A resposta, longe do habitual estilo truculento, foi, contudo, de uma acidez queriosiana: “Este Marques Lopes é mesmo do mais básico que há. Espécie de amiba, armado ao intelectual, sem cérebro que ajude à tarefa. Provinciano recalcado, fascinado com a descoberta tardia dos néon da capital. Frustrado em fase de sublimação, pela falta de convite de quem seja, para que abrilhante o parlamento com abundantes lugares comuns. Extraordinário a dar palpites sobre tudo, mesmo sobre o que ignora absolutamente, que é quase tudo. A perfeita anedota sem graça.”

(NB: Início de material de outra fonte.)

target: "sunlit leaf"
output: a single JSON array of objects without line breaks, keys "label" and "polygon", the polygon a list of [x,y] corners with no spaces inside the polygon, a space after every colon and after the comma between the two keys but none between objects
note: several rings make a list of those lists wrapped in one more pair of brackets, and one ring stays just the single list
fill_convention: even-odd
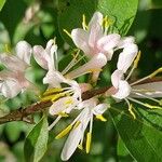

Já este ano, em janeiro, Melo fez mira ao BE, na sequência de uma publicação do partido de Catarina Martins em que associava os incêndios na Austrália ao sistema capitalista. “Um país a arder: plantas queimadas, animais mortos, dezenas de pessoas perderam a vida e milhares estão em fuga. Não é fogo, é capitalismo”, referiam os bloquistas, que partilhavam então um mapa que não era real, mas, sim, uma “adaptação gráfica 3D das imagens de satélite captadas pela NASA”. A réplica saiu de pronto e com a simplicidade e ímpeto a que o País político se acostumou. Utilizou uma imagem de um cidadão a consumir drogas leves e concluiu: “Não é fumo, é Bloco de Esquerda.”
E ainda há a saga “Nuno Melo ataca/critica/recorda José Sócrates”, mas para essa guerra particular seria preciso um outro artigo…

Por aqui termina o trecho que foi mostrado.